紅黑樹在內核的應用——虛擬內存管理
1、linux 內核中利用紅黑樹增刪改查快速、穩定的特性來管理的還有另一個非常重要的功能:虛擬內存管理!前面介紹了 buddy 和 slab 算法是用來管理物理頁面的。由於早期物理頁面遠比虛擬頁面小很多,而且只需要分配和回收合併,所以也沒用樹形結構來組織,簡單粗暴地用鏈表來管理!但是虛擬內存不一樣了:以 32 位的系統爲例,虛擬內存有 4GB,能劃分的虛擬內存塊有很多,劃分後需要快速增刪查虛擬內存塊(需要頻繁地讀取代碼、讀寫數據、加載動態鏈接庫等),此時用紅黑樹就很合適了!老規矩,先上結構體:
task_struct 中嵌套了一個 mm_struct 結構體指針,這個結構體大有乾坤:
struct task_struct {
.......
struct mm_struct *mm;
.......
}繼續深入:又發現了紅黑樹的根節點!另外兩個 vm_area_struct 結構體又是幹嘛的了?
struct mm_struct {
struct vm_area_struct * mmap; /* list of VMAs */
struct rb_root mm_rb;/*又是紅黑樹的根節點*/
struct vm_area_struct * mmap_cache; /* last find_vma result */
.......
}繼續深入:
-
發現 rb_node 結構體了麼?這明顯是紅黑樹的節點呀!和上面的 rb_root 不是剛好組成紅黑樹麼?
-
進程的虛擬內存空間會被分成不同的若干區域,每個區域都有其相關的屬性和用途;一個合法的地址總是落在某個區域當中的,這些區域也不會重疊。在 linux 內核中,這樣的區域被稱之爲虛擬內存區域 (virtual memory areas), 簡稱 VMA。一個 vma 就是一塊連續的線性地址空間的抽象,它擁有自身的權限 (可讀,可寫,可執行等等) ;
struct vm_area_struct {
struct mm_struct * vm_mm; /* 所屬的內存描述符 */
unsigned long vm_start; /* vma的起始地址 */
unsigned long vm_end; /* vma的結束地址 */
/* 該vma的在一個進程的vma鏈表中的前驅vma和後驅vma指針,鏈表中的vma都是按地址來排序的*/
struct vm_area_struct *vm_next, *vm_prev;
pgprot_t vm_page_prot; /* vma的訪問權限 */
unsigned long vm_flags; /* 標識集 */
struct rb_node vm_rb; /* 紅黑樹中對應的節點 */
...............
}爲了直觀展示這些結構體之間的關係,我畫了一張圖供大家參考,要點說明如下:
-
vm_area_struct 有 vm_start 和 vm_end 兩個字段,分別指向虛擬內存區域的開始和結束地址;
-
vm_area_struct 的 vm_rb 又組成了紅黑樹:便於根據特定的條件快速查找目標區域;
-
vm_area_struct 實例之間也用鏈表連接:主要用來遍歷節點(不需要像樹形結構一樣前序、中序、後序等方式遍歷,速度快一些;樹形結構遍歷需要遞歸或藉助棧 / 隊列等結構,空間複雜度是 O(N))

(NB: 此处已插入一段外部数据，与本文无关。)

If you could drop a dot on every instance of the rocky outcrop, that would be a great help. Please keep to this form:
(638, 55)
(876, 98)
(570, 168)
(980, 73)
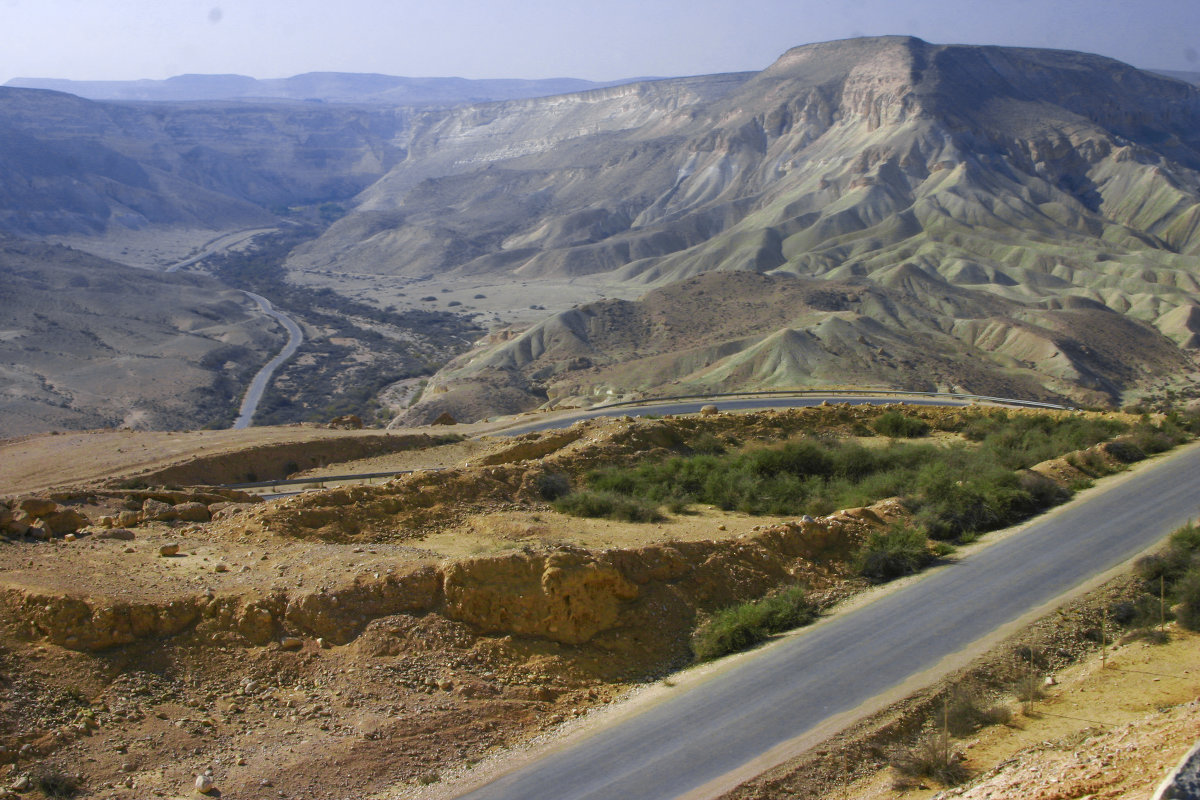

2、(1)結構體定義好了,下一步就是操作這些結構體了。既然用到了紅黑樹管理 VMA,第一件事肯定是建樹、建鏈表啦(所有的操作都在 mm\mmap.c 文件裏),最直接的 api 是__vma_link 函數,如下:
/*將新創建的vm_area_struct掛在mm_struct中管理的紅黑樹上*/
static void
__vma_link(struct mm_struct *mm, struct vm_area_struct *vma,
struct vm_area_struct *prev, struct rb_node **rb_link,
struct rb_node *rb_parent)
{
__vma_link_list(mm, vma, prev, rb_parent);
__vma_link_rb(mm, vma, rb_link, rb_parent);
}調用了兩個函數,從名稱看就知道一個是建立鏈表,另一個是建立紅黑樹;先看第一個_vma_link_list 函數,如下:就是把 vma 實例加入到 mm 的 mmap 字段,然後讓 vma 的 next 指針指向下一個 vma 實例,完成鏈表的建立!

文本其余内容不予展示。